John Wayne’s Last Picture Show: The Shootist (1976) (Video and Essay)



[Also at WEJB/NSU: “John Wayne in The Shootist (1976): Swan Song of a Giant”;

Part I: “John Wayne: ‘I believe in white supremacy…’ Wayne’s Famous, Amazing, 1971 Playboy Interview, Uncut”;

“How Marion Michael Morrison Became Michael Burn, Duke Morrison and, Eventually, John Wayne; Part II of Wayne’s Amazing, 1971 Playboy Interview”; and

“Part III of John Wayne’s Amazing, 1971 Playboy Interview.”]

“Don’t Mess with John Wayne”: Secrets from The Shootist with Miles Swarthout

A Word on Westerns
Published on Aug 30, 2014

John Wayne's last movie, "The Shootist," was his first with celebrated director Don Siegel. There [sic] styles clashed! When Wayne got sick, Siegel shot around Duke. When he returned...egos clashed! What was the result? A classic! Hear what happened from screenwriter Miles Swarthout on A WORD ON WESTERNS.


N.S.: Wayne didn’t know that The Shootist would be his last rodeo, but it seems like he was the only one who didn’t know. (Excepting, that is, Elmer Bernstein who, except for the opening, phoned in his score.) A documentary on the making of the picture tells us that some old friends and acquaintances—e.g., the late Hugh O’Brian—offered to work on the picture for free.

The original script, by The Shootist author Glendon Swarthout’s son, Miles, was supposedly horrible, and had to be 86ed and done anew (by actor and dialogue coach Scott Hale?). However, Miles Swarthout came up with a brilliant idea for the movie’s opening.

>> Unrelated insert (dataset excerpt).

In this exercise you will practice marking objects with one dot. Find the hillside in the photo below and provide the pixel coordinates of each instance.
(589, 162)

I don’t know if Books’ famous speech is in the novel, but it is one of those fortunate parallels between art and life. It could have been John Wayne/Duke Morrison talking about himself.
“I won't be wronged, I won't be insulted, and I won't be laid a hand on. I don't do these things to other people, and I require the same from them.”
One of the reasons the picture was so grand was that in addition to Wayne giving one of his greatest performances, he insisted on the ending being completely changed. In the book and the initial screenplay, apparently, J.B. Books is still alive after being shot in the back in the saloon, and begs the boy (Ron Howard) to put him out of his misery. The boy obliges him.

Wayne reportedly insisted that no John Wayne character would ever die that way. Wayne prevailed, and the rest is history.

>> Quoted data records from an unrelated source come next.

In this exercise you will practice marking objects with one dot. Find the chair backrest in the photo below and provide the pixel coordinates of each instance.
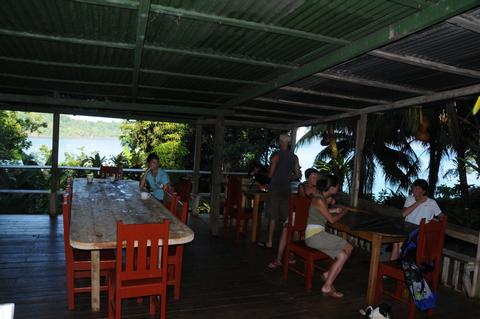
(234, 193)
(182, 211)
(146, 250)
(67, 209)
(170, 201)
(184, 188)
(298, 214)
(108, 171)
(430, 240)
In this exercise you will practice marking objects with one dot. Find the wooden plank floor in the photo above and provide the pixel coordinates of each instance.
(221, 280)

Another thing about that ending. You know when J.B. Books leaves the boardinghouse that morning (without his things, except for his omnipresent sidearms and a silly, little red pillow he stole from a bordello), he is going off to his death. His widowed, boardinghouse landlady (Lauren Bacall), who has gone from despising him to being sweet on him, knows that, when he says goodbye to her.

In retrospect, you note that his doctor (Jimmy Stewart) intimated how the story might end, but without spoiling it.

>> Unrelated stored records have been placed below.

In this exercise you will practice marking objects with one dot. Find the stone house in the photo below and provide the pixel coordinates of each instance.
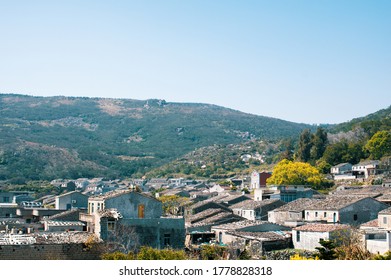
(15, 196)
(377, 233)
(384, 218)
(341, 168)
(224, 232)
(258, 179)
(292, 213)
(71, 200)
(307, 237)
(288, 193)
(345, 209)
(212, 217)
(366, 169)
(129, 215)
(256, 243)
(256, 210)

But Wayne plays Books as if he were enjoying a beautiful day, without a care in the world.

A lesser actor would have gone about his business grimly. But Wayne’s restraint and misdirection milked the scenario for every drop of emotional power. (For misdirection, think of how the dying Lou Gehrig pronounced himself, “The luckiest man on the face of the earth.”)

I’m not saying it was Wayne’s greatest performance. We can argue ‘til the cows come home whether that was in Red River, She Wore a Yellow Ribbon, The Searchers, The Quiet Man, True Grit, Wings of Eagles, or The Cowboys. (I’ve yet to see Hondo, Tall in the Saddle, or a few others.) But it was a towering performance, nonetheless, better than anyone else could have given, and as great as he could have done it.

1 comment:

Anonymous said...

“I won't be wronged, I won't be insulted, and I won't be laid a hand on. I don't do these things to other people, and I require the same from them.”

White supremacist. What else could it be?